I want to remove duplicate data from my collection in MongoDB. How can I accomplish this?
Please refer to this example to understand my problem:
My collection name & questions are in this col/row as follows -
{
"questionText" : "what is android ?",
"__v" : 0,
"_id" : ObjectId("540f346c3e7fc1234ffa7085"),
"userId" : "102"
},
{
"questionText" : "what is android ?",
"__v" : 0,
"_id" : ObjectId("540f346c3e7fc1054ffa7086"),
"userId" : "102"
}
How do I remove the duplicate question by the same userId? Any help?
I'm using Python and MongoDB.
IMPORTANT: The dropDups option was removed starting with MongoDB 3.x, so this solution is only valid for MongoDB versions 2.x and before. There is no direct replacement for the dropDups option.

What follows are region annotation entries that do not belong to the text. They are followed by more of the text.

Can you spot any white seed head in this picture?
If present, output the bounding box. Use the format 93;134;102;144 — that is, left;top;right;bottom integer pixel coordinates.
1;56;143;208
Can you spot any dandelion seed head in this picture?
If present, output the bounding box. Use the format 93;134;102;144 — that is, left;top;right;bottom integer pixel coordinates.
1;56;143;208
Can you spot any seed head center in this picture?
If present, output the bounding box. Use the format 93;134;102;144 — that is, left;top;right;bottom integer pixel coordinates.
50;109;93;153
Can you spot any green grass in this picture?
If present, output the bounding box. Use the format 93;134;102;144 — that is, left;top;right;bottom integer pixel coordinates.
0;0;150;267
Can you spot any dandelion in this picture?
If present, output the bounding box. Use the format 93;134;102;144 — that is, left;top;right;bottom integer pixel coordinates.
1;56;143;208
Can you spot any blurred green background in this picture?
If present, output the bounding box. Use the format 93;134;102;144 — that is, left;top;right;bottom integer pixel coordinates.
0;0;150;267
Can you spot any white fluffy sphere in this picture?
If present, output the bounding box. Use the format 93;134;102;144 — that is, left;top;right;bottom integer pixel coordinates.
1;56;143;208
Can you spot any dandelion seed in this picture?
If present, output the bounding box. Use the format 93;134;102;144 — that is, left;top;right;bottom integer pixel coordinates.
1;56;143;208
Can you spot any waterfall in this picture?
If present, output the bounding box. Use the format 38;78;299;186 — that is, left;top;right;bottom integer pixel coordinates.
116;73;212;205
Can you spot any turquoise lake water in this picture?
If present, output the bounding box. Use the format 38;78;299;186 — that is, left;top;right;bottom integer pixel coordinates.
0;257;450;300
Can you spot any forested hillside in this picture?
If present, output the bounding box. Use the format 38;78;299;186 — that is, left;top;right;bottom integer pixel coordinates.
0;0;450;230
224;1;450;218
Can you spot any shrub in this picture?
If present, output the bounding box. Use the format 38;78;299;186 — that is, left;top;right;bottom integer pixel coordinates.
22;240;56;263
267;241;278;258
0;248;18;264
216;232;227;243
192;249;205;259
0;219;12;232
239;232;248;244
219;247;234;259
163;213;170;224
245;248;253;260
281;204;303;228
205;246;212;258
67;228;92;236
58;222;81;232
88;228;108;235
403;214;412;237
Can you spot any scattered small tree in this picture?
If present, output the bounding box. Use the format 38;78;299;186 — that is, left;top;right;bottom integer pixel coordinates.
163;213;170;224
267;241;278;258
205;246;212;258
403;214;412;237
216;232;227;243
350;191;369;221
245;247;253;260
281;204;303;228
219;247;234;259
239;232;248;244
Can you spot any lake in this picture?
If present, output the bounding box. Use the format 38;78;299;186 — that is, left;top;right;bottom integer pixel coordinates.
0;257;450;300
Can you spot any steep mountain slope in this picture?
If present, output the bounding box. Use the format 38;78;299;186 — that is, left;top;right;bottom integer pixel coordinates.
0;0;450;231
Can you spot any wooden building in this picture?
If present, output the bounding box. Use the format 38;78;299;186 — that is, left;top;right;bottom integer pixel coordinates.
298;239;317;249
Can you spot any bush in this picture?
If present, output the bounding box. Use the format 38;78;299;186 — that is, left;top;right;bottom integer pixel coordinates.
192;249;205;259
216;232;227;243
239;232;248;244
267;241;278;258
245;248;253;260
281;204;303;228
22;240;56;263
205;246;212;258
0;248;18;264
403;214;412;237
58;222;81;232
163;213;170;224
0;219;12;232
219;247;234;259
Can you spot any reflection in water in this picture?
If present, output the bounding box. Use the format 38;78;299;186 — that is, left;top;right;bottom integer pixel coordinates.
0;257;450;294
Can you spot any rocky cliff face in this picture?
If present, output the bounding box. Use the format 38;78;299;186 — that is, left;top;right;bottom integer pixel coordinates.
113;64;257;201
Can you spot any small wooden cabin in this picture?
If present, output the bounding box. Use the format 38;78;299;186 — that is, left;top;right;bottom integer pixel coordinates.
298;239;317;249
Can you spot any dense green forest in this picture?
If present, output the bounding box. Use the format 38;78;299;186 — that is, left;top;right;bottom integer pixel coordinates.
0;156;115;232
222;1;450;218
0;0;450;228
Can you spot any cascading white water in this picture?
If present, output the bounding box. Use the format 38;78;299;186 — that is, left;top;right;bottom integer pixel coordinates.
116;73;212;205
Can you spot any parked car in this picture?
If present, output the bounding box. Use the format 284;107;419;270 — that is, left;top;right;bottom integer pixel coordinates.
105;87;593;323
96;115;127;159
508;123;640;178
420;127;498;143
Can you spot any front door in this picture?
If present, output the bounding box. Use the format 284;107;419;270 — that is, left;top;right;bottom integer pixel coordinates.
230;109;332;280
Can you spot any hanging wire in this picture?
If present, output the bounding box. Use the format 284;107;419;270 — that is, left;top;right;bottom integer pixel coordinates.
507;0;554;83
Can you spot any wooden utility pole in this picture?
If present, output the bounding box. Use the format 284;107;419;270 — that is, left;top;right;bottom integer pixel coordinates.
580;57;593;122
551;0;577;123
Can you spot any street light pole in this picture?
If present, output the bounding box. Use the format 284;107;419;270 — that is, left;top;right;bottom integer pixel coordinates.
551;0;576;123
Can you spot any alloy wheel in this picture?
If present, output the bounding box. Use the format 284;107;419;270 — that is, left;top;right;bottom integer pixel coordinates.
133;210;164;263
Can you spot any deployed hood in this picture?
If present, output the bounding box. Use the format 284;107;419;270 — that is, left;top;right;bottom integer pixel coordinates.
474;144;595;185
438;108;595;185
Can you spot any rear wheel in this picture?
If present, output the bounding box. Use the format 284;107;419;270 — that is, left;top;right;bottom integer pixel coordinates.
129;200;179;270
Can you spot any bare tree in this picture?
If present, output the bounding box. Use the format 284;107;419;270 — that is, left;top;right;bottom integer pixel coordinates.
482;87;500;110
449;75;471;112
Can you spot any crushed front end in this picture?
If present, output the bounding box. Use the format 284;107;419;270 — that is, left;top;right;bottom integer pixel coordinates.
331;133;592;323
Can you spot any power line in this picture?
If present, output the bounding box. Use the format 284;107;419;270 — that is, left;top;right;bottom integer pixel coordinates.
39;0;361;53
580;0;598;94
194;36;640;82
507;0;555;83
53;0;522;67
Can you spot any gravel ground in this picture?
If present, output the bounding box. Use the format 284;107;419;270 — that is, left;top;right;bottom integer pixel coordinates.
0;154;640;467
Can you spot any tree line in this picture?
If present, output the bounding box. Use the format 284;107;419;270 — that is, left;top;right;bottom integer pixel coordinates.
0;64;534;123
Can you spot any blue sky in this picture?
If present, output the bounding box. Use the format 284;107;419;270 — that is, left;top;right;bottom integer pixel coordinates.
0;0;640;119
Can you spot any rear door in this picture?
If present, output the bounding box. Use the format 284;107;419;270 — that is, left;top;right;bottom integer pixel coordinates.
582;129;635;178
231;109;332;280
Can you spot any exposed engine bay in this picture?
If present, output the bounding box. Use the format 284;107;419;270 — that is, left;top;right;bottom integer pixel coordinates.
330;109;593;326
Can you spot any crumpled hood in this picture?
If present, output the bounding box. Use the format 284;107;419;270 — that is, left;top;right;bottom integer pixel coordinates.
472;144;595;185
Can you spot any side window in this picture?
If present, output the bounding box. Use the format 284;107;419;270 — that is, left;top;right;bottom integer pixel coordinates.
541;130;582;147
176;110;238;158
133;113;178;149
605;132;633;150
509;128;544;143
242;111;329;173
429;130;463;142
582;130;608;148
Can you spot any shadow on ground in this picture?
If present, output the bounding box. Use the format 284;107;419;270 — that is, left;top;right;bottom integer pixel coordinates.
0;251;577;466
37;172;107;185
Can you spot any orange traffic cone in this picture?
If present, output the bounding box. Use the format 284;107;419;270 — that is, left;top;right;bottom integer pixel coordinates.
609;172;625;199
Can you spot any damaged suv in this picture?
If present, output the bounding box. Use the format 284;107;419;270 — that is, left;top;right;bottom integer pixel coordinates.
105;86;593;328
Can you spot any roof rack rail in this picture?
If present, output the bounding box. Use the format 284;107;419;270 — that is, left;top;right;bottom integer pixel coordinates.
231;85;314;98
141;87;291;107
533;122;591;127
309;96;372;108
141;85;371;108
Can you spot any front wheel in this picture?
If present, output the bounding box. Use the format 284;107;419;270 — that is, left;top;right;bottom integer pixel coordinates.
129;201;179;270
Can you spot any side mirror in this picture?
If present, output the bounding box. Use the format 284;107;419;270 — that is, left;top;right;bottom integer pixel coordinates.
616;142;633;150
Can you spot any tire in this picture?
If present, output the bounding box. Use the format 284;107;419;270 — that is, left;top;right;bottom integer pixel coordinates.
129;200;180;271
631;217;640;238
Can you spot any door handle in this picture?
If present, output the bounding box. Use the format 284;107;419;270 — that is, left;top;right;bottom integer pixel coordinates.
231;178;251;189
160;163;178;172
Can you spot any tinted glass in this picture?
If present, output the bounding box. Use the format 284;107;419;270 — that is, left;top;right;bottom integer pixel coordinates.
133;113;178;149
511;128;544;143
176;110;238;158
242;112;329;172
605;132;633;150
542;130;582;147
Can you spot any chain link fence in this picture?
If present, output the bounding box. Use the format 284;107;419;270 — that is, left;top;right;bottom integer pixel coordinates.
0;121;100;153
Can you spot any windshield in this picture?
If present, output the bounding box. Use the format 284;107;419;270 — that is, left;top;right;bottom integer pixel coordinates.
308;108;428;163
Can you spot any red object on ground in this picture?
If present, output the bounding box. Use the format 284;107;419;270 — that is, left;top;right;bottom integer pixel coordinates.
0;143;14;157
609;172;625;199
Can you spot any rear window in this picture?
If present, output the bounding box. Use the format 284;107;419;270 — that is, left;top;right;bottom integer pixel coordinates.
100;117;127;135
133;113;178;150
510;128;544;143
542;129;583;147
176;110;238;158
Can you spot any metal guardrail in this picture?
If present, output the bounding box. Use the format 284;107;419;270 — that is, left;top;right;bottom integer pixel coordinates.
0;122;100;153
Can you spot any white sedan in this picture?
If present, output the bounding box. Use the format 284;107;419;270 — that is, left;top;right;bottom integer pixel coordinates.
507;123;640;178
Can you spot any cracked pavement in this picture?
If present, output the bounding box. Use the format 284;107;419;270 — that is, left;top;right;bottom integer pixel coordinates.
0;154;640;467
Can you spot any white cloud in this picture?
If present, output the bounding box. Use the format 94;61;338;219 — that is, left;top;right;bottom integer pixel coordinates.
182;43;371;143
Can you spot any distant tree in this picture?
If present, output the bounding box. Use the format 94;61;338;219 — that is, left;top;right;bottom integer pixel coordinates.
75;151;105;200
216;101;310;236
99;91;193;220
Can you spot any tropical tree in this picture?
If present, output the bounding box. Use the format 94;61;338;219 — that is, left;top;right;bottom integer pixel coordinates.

The answers to the question posed at http://stackoverflow.com/questions/30187688/mongo-3-duplicates-on-unique-index-dropdups offer some possible alternative ways to remove duplicates in Mongo 3.x.
Duplicate records can be removed from a MongoDB collection by creating a unique index on the collection and specifying the dropDups option.
Assuming the collection includes a field named record_id that uniquely identifies a record in the collection, the command to use to create a unique index and drop duplicates is:
db.collection.ensureIndex( { record_id:1 }, { unique:true, dropDups:true } )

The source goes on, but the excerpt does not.